Franz Kafkas Werk ist zugegebenermaßen nicht jedermanns Sache. Da es allerdings nicht nur zur Weltliteratur gehört, sondern auch vielfältige Interpretationsansätze bietet, gehört es seit Jahrzehnten zum Schulkanon und wird bis 2018 auch im Zentralabitur Thema sein.
Unterstützt durch den Förderverein entschied die Fachschaft Deutsch deshalb, mit Dr. Reiner Stach den momentan wohl versiertesten Kenner Kafkas zu einem Vortrag an unserer Schule einzuladen.
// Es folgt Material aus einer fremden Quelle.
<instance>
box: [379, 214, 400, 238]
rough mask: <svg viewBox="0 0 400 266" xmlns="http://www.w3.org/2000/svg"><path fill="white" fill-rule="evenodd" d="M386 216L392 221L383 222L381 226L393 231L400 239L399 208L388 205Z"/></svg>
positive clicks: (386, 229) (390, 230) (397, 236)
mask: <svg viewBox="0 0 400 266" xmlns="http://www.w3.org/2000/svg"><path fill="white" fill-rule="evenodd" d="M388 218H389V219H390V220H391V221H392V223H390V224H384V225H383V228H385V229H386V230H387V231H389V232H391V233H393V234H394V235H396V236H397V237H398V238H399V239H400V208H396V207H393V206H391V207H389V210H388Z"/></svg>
Stach hat gerade nach 18 Jahren Arbeit die dreibändige Biographie über den Prager Schriftsteller fertiggestellt, die sich in kürzester Zeit zum preisgekrönten Standardwerk entwickelt hat.
In der Aula hielt der Berliner Forscher einen Vortrag über „Kafkas Lebenswelt“, der mit historischen Karten und Fotos unterlegt war. So lernten die Schülerinnen und Schüler sowie die anwesenden Lehrer viel über das Prag des späten 19. und frühen 20. Jahrhunderts. Das Verhältnis von Tschechen, Deutschen und Juden im Vielvölkerstaat Österreich-Ungarn und insbesondere in der heutigen Hauptstadt Tschechiens war ebenso Thema wie die Kaffeehäuser und Schwimmbäder, die Kafka frequentierte. Natürlich waren auch die Wohnhäuser der Familie Kafka und ihr Geschäft in der Innenstadt Thema. Die Ausführungen zeigten deutlich, wie sehr Stach sich in die Materie vertieft haben muss, um das Leben dieses Ausnahmeschriftstellers und Mitbegründers der literarischen Moderne zu ergründen.
Für die Zuschauer – insbesondere die Q2, die bereits in Kürze im Abitur mit Fragen zum Prozeß (LK) oder zur „Verwandlung“ (GK) rechnen muss – stand natürlich die Literatur im Vordergrund. Diese wurde im Vortrag selbst nur am Rande thematisiert. Gleichwohl wurde deutlich, woher einige von Kafkas Motiven kommen, z.B. die Konfrontation des Individuums mit modernen Arbeitsverhältnissen und einem komplizierten Bürokratieapparat. Konkreter wurde es dann in der Fragerunde, in der die Schülerinnen und Schüler ihre Erkenntnisse aus dem Unterricht einbringen und erweitern konnten. Zwanzig Minuten lang stellte sich Dr. Stach den durchaus nicht trivialen Fragen über das „Ungeziefer“ in der „Verwandlung“ oder die Relevanz des Prozeß für die Facebook-Generation.
Dr. Stach äußerte sich nach Ende der anderthalbstündigen Veranstaltung erfreut über die rege Teilnahme an der Diskussion.